Baca berita tanpa iklan. Gabung Kompas.com+

"Polri Jangan Buru-buru Memidanakan Orang, Sekarang Pusing Sendiri Kan..."

Kompas.com - 27/08/2015, 08:30 WIB
Fabian Januarius Kuwado

Penulis

JAKARTA, KOMPAS.com — Pengamat hukum pidana dari Universitas Indonesia (UI), Ganjar Laksamana, mengkritik langkah Bareskrim Polri dalam pengusutan dugaan penimbunan sapi siap potong. Meski mengapresiasi langkah cepat Bareskrim, menurut Ganjar, Polri tidak melakukan langkah terukur dalam pengusutan perkara itu.

Hal itu terlihat dari proses penyelidikan yang menemui jalan buntu karena penyidik tak menemukan dasar hukum untuk menindak para pengusaha yang kedapatan menahan stok sapi pada dua tempat penggemukan di Tangerang, beberapa waktu lalu.

"Poinnya, janganlah Polri buru-buru maunya langsung memidanakan orang. Sekarang jadi pusing sendiri kan? Kalaupun mau demikian, ya harusnya langkahnya terukur," ujar Ganjar saat dihubungi Kompas.com pada Kamis (27/8/2015) pagi.

Ganjar menjelaskan, langkah terukur yang seharusnya dilakukan Polri adalah memastikan dasar hukum atau rencana konstruksi perkara yang menentukan apakah Polri harus melakukan penyelidikan atau tidak saat menemukan ribuan stok sapi siap potong. Polri tak hanya memiliki fungsi penegakan hukum, tetapi juga menciptakan keamanan dan ketertiban masyarakat (kamtibmas). Untuk ini, pendekatan yang dilakukan adalah sosialisasi. Artinya, tak berarti semua peristiwa pelanggaran harus dikenakan proses pidana.

"Begitu menemukan ada ribuan sapi yang tak dilepas ke pasar, ya bisa kan suruh langsung dilepas saja. Dengan begitu, kondisi kembali ke normal juga, kok," lanjut Ganjar.

Terlebih lagi, sapi yang ditemukan Bareskrim itu hanya berjumlah sekitar lima ribuan ekor.

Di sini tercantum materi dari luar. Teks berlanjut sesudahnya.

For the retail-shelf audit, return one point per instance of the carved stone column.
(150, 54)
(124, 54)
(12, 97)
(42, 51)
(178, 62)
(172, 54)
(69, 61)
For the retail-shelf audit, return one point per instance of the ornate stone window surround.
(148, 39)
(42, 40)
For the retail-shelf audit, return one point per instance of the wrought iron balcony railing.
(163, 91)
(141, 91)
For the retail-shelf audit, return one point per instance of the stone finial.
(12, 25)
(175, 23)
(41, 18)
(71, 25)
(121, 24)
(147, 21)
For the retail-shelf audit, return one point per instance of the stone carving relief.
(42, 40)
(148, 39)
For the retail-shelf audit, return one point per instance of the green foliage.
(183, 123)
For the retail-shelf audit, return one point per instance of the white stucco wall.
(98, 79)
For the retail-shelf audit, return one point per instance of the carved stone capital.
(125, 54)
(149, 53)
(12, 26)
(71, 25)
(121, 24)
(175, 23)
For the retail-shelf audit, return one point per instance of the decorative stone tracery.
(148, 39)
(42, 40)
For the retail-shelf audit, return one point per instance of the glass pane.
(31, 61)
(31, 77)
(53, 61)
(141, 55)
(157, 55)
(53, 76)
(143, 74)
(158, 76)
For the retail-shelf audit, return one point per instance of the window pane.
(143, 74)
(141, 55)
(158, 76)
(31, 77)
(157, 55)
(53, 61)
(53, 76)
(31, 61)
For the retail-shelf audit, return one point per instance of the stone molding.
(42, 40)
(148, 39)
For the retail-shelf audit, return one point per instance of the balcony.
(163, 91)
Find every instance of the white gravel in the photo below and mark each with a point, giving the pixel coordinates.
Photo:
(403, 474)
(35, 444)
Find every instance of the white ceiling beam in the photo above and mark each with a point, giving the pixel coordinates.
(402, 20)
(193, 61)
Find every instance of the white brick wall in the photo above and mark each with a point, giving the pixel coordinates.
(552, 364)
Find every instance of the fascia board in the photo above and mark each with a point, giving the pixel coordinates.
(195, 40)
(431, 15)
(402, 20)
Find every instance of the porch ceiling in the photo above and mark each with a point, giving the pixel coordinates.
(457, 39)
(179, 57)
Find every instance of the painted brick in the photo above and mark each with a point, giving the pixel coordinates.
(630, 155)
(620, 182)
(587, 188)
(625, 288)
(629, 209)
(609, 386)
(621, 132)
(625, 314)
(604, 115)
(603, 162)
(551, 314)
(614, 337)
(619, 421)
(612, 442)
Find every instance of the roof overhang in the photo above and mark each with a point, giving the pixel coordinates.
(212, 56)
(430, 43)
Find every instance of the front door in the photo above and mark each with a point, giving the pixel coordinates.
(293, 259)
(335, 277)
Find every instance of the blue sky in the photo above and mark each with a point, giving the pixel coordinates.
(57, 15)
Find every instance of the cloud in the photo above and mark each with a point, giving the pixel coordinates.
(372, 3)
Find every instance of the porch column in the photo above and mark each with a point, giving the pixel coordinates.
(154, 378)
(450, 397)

"Jangan-jangan enggak cuma di dua TKP itu saja yang berhenti melepas sapi ke pasar. Ya yang lainnya harusnya digerebek juga dong, dilakukan proses hukum yang sama," kata dia.

Jika kini penyidik menemui jalan buntu untuk memidanakan pengusaha yang kedapatan menahan stok sapi, Ganjar menyarankan Polri untuk menggunakan Undang-Undang Darurat Nomor 7 Tahun 1955 tentang Pengusutan, Penuntutan, dan Peradilan Tindak Pidana Ekonomi. Segala tindak pidana yang terkait ekonomi, lanjut Ganjar, bisa dipidanakan melalui UU tersebut.

Jalan buntu

Sebelumnya, penyelidikan kasus penimbunan sapi di Direktorat Tindak Pidana Ekonomi dan Khusus Bareskrim Polri menemui jalan buntu. Penyidik tak menemukan dasar hukum untuk menjerat pemilik tempat penggemukan (feedlotter) yang menahan stok sapi siap potong.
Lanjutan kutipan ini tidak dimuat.